In need of a quick bite to eat, I stopped by the neighborhood Subway and ordered a turkey sandwich. The cashier, distracted by a conversation with the sandwich-makers, asked the woman in front of me what kind of sandwich she had. "Ham," came the reply. Then the query came to me. "Turkey," I said. After some more chatting with her colleagues, she asked again, "What kind of sandwich did you order?"
"Turkey."
She gave me the price, and I pulled a $10 bill from my turban to pay. "He ordered ham," said one of the sandwich-makers, in the voice of a tattling grade-schooler. The cashier shot an accusatory look my way. "What kind of sandwich did you order?" she said. "What did I just tell you?" I barked. "Turkey." And with that I grabbed my change and left.

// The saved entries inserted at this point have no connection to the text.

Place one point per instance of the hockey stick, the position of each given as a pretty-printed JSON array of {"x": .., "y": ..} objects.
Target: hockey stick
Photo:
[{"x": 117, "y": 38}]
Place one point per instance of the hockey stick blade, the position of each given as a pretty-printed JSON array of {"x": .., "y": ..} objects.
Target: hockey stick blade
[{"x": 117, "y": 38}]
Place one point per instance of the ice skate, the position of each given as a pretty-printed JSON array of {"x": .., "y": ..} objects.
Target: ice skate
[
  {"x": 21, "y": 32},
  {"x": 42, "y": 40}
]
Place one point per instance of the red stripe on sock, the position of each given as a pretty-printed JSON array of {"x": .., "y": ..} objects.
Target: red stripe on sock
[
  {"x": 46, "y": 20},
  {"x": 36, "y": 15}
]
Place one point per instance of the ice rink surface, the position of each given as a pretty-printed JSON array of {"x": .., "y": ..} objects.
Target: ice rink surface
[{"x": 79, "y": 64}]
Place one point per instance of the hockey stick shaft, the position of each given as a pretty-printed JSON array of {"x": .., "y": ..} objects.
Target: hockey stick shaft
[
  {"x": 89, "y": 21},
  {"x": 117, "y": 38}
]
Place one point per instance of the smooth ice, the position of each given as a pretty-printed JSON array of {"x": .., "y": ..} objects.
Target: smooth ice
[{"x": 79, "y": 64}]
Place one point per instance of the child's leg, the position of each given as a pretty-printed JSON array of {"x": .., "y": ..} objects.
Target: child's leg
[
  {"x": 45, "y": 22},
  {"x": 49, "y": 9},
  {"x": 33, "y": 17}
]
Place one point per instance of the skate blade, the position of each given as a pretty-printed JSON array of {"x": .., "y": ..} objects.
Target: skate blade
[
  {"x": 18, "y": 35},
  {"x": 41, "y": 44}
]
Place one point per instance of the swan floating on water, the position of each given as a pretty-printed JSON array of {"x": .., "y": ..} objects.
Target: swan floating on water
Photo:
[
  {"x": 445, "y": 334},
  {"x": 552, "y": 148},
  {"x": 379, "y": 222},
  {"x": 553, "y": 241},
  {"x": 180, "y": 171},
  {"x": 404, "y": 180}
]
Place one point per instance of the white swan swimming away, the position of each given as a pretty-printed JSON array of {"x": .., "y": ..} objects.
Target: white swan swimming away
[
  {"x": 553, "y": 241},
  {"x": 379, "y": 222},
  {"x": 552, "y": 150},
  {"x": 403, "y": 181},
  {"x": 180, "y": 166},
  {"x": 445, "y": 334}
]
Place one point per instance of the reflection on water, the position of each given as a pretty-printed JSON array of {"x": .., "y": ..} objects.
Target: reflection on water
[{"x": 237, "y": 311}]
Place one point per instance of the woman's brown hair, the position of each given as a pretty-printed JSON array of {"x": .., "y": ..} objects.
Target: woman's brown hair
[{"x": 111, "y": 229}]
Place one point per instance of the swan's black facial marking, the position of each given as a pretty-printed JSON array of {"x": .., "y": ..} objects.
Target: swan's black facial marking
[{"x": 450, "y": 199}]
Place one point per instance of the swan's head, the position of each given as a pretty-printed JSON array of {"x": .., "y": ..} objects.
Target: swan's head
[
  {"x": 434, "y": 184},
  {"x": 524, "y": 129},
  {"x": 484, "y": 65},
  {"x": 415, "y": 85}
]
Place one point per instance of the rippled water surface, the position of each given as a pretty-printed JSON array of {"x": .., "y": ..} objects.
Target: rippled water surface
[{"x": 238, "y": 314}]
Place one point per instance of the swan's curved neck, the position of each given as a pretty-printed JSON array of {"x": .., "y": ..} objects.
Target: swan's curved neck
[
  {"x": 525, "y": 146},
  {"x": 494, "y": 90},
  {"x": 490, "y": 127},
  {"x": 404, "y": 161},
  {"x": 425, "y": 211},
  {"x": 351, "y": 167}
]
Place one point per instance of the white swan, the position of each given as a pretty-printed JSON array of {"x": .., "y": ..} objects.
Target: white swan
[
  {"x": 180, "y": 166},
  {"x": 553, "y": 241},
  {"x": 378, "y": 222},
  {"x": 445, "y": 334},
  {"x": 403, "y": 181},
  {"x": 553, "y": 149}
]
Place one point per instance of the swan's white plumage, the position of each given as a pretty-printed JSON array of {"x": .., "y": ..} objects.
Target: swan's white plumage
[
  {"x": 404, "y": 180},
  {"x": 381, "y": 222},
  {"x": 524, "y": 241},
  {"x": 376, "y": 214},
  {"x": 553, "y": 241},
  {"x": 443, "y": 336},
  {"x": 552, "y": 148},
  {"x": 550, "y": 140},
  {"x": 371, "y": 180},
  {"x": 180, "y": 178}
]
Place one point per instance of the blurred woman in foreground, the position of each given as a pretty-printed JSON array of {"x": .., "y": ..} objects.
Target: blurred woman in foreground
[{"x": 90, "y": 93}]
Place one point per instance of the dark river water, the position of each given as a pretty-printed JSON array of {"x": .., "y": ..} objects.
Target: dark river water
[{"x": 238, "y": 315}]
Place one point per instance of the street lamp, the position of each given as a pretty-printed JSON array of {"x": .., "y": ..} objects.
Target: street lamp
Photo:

Keep annoying your customers in this manner, Subway, and I will be forced to declare jihad on that insufferable Jared.
3 comments:
I am upset - do you not like my KIBBLE? Aine
PS When will you post part VI of your blue bull capture adventure?!!
Ayatollah, please feel free to declare jihad on that insufferable Jared.
Also, please check your email. Ria has sent you a Dogster request, if she may be so bold.
Curiously, my WV is "spamgod".
Sorry, Leslee. Those infidels ...
I like all Kibble, Aine. Posting about my Prague adventure is quite emotionally draining.
I don't know, Ranger. They seemed fairly clueless. Infidels ...
I will be happy to welcome Ria to the corral, Sarah O.